Court rules family’s appeal can advance in ‘Serial’ case

Adnan Syed, center, leaves the Cummings Courthouse
Adnan Syed, center, leaves the Cummings Courthouse in Baltimore on Sept. 19, 2022.
(Brian Witte / Associated Press)

An appeal of the court proceedings that freed Adnan Syed from prison filed by the family of the homicide victim in the case chronicled in the true-crime podcast “Serial” can move forward, Maryland’s intermediate appellate court ruled Friday.

The family of Hae Min Lee has contended that their rights were violated, because they did not receive enough notice about a September court hearing that resulted in Syed’s murder conviction being overturned. Lee’s family has said it is not seeking to affect Syed’s release from prison in its appeal.

The Maryland Court of Special Appeals ruled Friday that the family’s appeal will be considered in February.


“Hae Min Lee’s family is thrilled with today’s ruling,” said Steve Kelly, an attorney representing the family. “All they are seeking is what the law requires — a full evidentiary hearing in which they can meaningfully participate and one that makes public the relevant evidence.”

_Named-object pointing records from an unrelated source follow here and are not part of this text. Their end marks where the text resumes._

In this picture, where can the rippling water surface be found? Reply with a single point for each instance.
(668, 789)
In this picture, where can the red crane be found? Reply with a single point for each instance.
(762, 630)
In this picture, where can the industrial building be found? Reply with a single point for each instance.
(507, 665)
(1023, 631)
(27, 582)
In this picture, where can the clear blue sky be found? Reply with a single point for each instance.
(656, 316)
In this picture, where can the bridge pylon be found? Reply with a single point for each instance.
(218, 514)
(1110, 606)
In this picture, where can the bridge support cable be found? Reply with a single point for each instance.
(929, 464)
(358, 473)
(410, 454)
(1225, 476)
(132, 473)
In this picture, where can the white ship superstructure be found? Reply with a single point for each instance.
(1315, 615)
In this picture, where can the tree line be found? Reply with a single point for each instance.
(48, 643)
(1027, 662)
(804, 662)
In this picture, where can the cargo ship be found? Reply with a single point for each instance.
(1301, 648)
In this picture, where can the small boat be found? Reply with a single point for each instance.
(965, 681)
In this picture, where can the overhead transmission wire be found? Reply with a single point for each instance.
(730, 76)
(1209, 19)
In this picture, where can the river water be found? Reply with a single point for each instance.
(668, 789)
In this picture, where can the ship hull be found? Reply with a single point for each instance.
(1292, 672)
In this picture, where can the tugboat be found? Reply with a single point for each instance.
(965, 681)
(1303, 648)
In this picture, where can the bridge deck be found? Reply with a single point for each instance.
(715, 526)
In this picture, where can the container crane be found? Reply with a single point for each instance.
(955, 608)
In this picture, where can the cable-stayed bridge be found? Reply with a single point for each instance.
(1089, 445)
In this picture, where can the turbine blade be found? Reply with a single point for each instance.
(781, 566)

At the September hearing, a Baltimore judge ordered Syed’s release after overturning his murder conviction for the 1999 death of Lee, who was Syed’s ex-girlfriend and 18 years old at the time.

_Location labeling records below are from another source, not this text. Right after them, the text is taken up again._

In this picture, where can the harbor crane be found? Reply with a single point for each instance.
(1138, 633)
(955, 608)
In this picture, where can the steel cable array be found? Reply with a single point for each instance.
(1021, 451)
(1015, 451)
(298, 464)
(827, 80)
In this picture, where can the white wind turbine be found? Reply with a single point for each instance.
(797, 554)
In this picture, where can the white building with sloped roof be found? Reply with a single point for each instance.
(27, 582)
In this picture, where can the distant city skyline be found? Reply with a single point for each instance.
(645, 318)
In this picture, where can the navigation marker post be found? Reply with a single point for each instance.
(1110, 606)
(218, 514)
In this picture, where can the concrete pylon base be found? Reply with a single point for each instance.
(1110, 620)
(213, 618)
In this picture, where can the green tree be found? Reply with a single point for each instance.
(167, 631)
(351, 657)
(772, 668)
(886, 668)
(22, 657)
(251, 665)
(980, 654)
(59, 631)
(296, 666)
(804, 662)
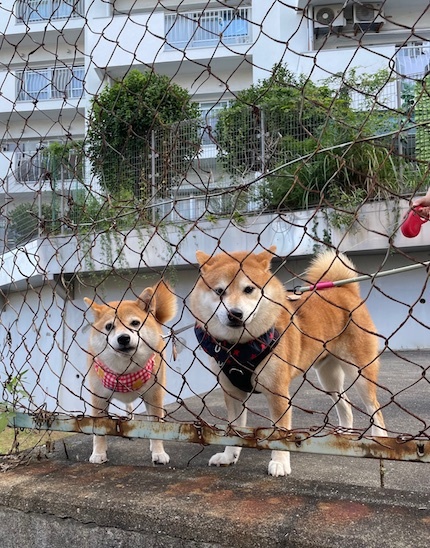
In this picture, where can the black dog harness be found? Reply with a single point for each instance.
(238, 361)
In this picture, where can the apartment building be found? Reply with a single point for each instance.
(55, 56)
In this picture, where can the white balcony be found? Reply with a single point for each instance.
(50, 83)
(209, 28)
(29, 11)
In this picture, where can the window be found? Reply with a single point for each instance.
(50, 83)
(209, 113)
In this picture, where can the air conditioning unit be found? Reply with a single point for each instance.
(368, 14)
(328, 16)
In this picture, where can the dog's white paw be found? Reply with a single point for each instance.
(160, 458)
(223, 459)
(98, 458)
(278, 468)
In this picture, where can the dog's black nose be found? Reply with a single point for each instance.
(235, 316)
(123, 340)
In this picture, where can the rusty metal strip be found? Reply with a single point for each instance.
(323, 442)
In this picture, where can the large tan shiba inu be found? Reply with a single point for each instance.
(259, 338)
(126, 360)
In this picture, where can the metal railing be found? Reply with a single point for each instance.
(196, 29)
(30, 11)
(50, 83)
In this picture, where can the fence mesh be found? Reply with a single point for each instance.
(135, 134)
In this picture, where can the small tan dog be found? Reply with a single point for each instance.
(126, 359)
(260, 338)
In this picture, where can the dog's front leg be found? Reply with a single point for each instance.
(236, 412)
(99, 454)
(155, 412)
(280, 411)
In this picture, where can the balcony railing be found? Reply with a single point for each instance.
(50, 83)
(207, 29)
(29, 11)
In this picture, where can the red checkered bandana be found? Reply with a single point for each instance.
(123, 383)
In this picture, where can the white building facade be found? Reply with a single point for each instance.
(54, 59)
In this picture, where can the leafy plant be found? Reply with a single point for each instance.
(318, 143)
(14, 388)
(120, 139)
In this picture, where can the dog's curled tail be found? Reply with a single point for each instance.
(333, 267)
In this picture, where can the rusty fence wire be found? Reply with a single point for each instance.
(144, 141)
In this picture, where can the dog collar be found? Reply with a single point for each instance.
(238, 361)
(123, 383)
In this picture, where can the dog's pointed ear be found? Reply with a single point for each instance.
(266, 256)
(95, 308)
(146, 300)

Prosecutors had moved to vacate Syed’s conviction on Sept. 14. That followed a yearlong investigation and was two days after they notified the Lee family.

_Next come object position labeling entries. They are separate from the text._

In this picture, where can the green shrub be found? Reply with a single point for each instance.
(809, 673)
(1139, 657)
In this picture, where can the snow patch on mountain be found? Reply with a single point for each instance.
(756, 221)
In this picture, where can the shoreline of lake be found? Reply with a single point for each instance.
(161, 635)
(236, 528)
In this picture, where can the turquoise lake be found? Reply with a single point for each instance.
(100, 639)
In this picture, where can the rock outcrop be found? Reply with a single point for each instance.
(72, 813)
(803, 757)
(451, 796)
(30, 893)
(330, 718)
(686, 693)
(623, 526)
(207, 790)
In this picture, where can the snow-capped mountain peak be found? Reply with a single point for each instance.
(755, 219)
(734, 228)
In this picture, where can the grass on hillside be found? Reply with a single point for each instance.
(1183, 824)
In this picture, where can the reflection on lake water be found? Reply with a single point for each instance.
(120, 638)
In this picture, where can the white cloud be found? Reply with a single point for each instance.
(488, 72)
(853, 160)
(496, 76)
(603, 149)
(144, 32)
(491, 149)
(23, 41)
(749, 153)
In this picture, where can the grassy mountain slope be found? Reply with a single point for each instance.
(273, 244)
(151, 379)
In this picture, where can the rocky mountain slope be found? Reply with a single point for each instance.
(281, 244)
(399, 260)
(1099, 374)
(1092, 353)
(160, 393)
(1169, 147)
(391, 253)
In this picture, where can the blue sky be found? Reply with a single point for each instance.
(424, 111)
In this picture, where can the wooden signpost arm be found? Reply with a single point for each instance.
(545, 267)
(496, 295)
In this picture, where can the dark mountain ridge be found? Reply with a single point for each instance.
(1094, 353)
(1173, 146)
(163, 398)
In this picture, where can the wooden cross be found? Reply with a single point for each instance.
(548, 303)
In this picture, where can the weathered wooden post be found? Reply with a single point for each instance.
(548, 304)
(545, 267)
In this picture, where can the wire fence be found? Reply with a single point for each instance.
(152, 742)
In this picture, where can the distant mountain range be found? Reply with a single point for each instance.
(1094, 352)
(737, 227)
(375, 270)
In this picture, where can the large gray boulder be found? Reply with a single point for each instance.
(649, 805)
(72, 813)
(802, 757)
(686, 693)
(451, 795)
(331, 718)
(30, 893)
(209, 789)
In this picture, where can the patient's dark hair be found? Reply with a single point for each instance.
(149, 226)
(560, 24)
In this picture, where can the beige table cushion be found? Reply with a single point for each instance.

Last month, Baltimore prosecutors dropped charges against Syed.

Syed has always maintained his innocence. His case captured the attention of millions in 2014 when the debut season of “Serial” focused on Lee’s killing and raised doubts about some of the evidence prosecutors had used, inspiring heated debates across dinner tables and water coolers about Syed’s innocence or guilt.

Prosecutors said a reinvestigation of the case revealed evidence regarding the possible involvement of two other possible suspects. The two may be involved individually or may be involved together, the state’s attorney’s office said.